Data assimilation is a mathematical discipline that integrates observed data and numerical models to improve the interpretation and prediction of dynamical systems. It is a crucial component of earth sciences, particularly in numerical weather prediction (NWP). Data assimilation techniques have been widely investigated in NWP in the last two decades to refine the initial conditions of weather models by combining model forecasts and observational data. Most NWP centers around the world employ variational and ensemble-variational data assimilation methods, which iteratively reduce cost functions via gradient-based optimization. However, these methods require significant computational resources.
Recently, quantum computing has emerged as a new avenue of computational technology, offering a promising solution for overcoming the computational challenges of classical computers. Quantum computers can take advantage of quantum effects such as tunneling, superposition, and entanglement to significantly reduce computational demands. Quantum annealing machines, in particular, are powerful for solving optimization problems.
In a recent study, Professor Shunji Kotsuki from the Institute for Advanced Academic Research/Center for Environmental Remote Sensing/Research Institute of Disaster Medicine, Chiba University, along with his colleagues Fumitoshi Kawasaki from the Graduate School of Science and Engineering and Masanao Ohashi from the Center for Environmental Remote Sensing, developed a novel data assimilation technique designed for quantum annealing machines. "Our study introduces a novel quantum annealing approach to accelerate data assimilation, which is the main computational bottleneck for numerical weather predictions. With this algorithm, we successfully solved data assimilation on quantum annealers for the first time," explains Prof. Kotsuki. Their study has been published in the journal Nonlinear Processes in Geophysics on June 07, 2024.

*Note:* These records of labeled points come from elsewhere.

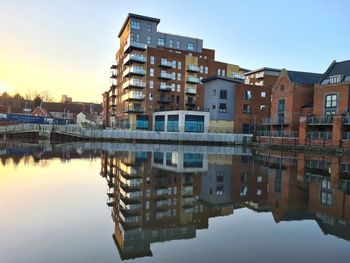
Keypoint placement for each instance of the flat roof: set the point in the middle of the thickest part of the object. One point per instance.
(136, 16)
(263, 69)
(214, 77)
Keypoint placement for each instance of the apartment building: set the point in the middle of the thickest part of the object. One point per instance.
(292, 91)
(262, 77)
(235, 106)
(155, 71)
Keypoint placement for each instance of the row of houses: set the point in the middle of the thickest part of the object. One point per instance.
(167, 82)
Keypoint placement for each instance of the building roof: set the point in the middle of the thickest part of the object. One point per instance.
(303, 77)
(214, 77)
(337, 68)
(263, 69)
(136, 16)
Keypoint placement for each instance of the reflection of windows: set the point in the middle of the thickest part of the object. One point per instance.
(326, 194)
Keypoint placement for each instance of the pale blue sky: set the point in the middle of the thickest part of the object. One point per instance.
(67, 46)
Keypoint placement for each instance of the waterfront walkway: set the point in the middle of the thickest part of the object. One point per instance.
(124, 135)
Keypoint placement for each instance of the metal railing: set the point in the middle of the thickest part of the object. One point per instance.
(319, 121)
(319, 135)
(287, 134)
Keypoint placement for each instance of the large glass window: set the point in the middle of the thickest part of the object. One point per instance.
(159, 123)
(173, 123)
(135, 25)
(194, 123)
(330, 105)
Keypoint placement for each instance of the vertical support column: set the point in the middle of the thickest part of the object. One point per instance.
(337, 131)
(302, 130)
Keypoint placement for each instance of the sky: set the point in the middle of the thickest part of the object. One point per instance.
(67, 46)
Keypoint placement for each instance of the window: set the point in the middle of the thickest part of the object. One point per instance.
(223, 94)
(331, 104)
(246, 108)
(247, 95)
(335, 79)
(178, 76)
(161, 41)
(190, 46)
(223, 107)
(149, 39)
(135, 25)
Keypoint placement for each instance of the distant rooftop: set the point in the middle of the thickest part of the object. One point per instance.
(303, 77)
(136, 16)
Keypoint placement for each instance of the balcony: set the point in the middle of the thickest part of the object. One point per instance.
(134, 108)
(192, 68)
(164, 87)
(190, 102)
(166, 75)
(134, 45)
(319, 135)
(134, 83)
(278, 121)
(193, 80)
(133, 96)
(191, 91)
(165, 100)
(166, 63)
(319, 121)
(135, 57)
(134, 70)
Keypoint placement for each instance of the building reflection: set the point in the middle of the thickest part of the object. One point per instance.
(162, 196)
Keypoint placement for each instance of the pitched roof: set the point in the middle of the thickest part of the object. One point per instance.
(303, 77)
(337, 68)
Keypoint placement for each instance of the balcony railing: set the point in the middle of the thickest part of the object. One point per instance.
(134, 70)
(166, 75)
(319, 135)
(193, 80)
(278, 121)
(134, 108)
(133, 96)
(192, 68)
(191, 91)
(166, 63)
(133, 44)
(134, 83)
(135, 57)
(319, 121)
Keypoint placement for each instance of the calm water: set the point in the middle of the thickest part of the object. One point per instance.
(109, 203)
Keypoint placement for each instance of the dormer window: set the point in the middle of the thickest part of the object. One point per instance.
(335, 79)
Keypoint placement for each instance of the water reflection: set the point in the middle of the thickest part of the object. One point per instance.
(159, 196)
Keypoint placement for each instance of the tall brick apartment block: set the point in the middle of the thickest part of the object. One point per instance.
(156, 71)
(292, 91)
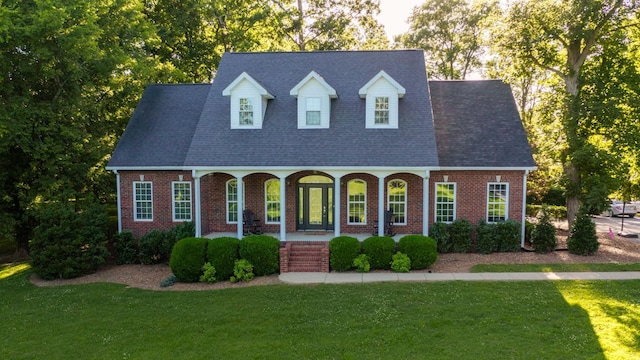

In the study, the researchers focused on the four-dimensional variational data assimilation (4DVAR) method, one of the most widely used data assimilation methods in NWP systems. However, since 4DVAR is designed for classical computers, it cannot be directly used on quantum hardware. Prof. Kotsuki clarifies, "Unlike the conventional 4DVAR, which requires a cost function and its gradient, quantum annealers require only the cost function. However, the cost function must be represented by binary variables (0 or 1). Therefore, we reformulated the 4DVAR cost function, a quadratic unconstrained optimization (QUO) problem, into a quadratic unconstrained binary optimization (QUBO) problem, which quantum annealers can solve."
The researchers applied this QUBO approach to a series of 4DVAR experiments using a 40-variable Lorentz-96 model, which is a dynamical system commonly used to test data assimilation. They conducted the experiments using the D-Wave Advantage physical quantum annealer, or Phy-QA, and the Fixstars Amplify's simulated quantum annealer, or Sim-QA. Moreover, they tested the conventionally utilized quasi-Newton-based iterative approaches, using the Broyden-Fletcher-Goldfarb-Shanno formula, in solving linear and nonlinear QUO problems and compared their performance to that of quantum annealers.
The results revealed that quantum annealers produced analysis with comparable accuracy to conventional quasi-Newton-based approaches but in a fraction of the time they took. The D-Wave's Phy-QA required less than 0.05 seconds for computation, much faster than conventional approaches. However, it also exhibited slightly larger root mean square errors, which the researchers attributed to the inherent stochastic quantum effects. To address this, they found that reading out multiple solutions from the quantum annealer improved stability and accuracy. They also noted that the scaling factor for quantum data assimilation, which is important for regulating the analysis accuracy, was different for the D-Wave Phy-QA and the Sim-QA, owing to the stochastic quantum effects associated with the former annealer.
These findings signify the role of quantum computers in reducing the computational cost of data assimilation. "Our approach could revolutionize future NWP systems, enabling a deeper understanding and improved predictions with much less computational time. In addition, it has the potential to advance the practical applications of quantum annealers in solving complex optimization problems in earth science," remarks Prof. Kotsuki.
Overall, the proposed innovative method holds great promise for inspiring future applications of quantum computers in advancing data assimilation, potentially leading to more accurate weather predictions.
About Professor Shunji Kotsuki
Dr. Shunji Kotsuki is currently a Professor at the Institute for Advanced Academic Research (IAAR), Chiba University, leading "Environmental Prediction Science." He received his B.S. (2009), M.S. (2011), and Ph.D. (2013) degrees in civil engineering from Kyoto University. He has over 40 publications and received over 500 citations. Dr. Kotsuki is a leading scientist in data assimilation, deep learning numerical weather prediction with over ten years of research experience in the development of the global atmospheric data assimilation system (a.k.a. NICAM-LETKF). His research interests include data assimilation mathematics, model parameter estimation, observation diagnosis including impact estimates, satellite data analysis, hydrological modeling, and atmospheric and hydrological disaster predictions. He is currently the project manager for Goal 8 of Japan's Moonshot Program, where he leads an interdisciplinary research team. This team includes experts in meteorology, disaster mathematics, information science, computer vision, ethics, and legal studies, all working together to achieve a weather-controlled society.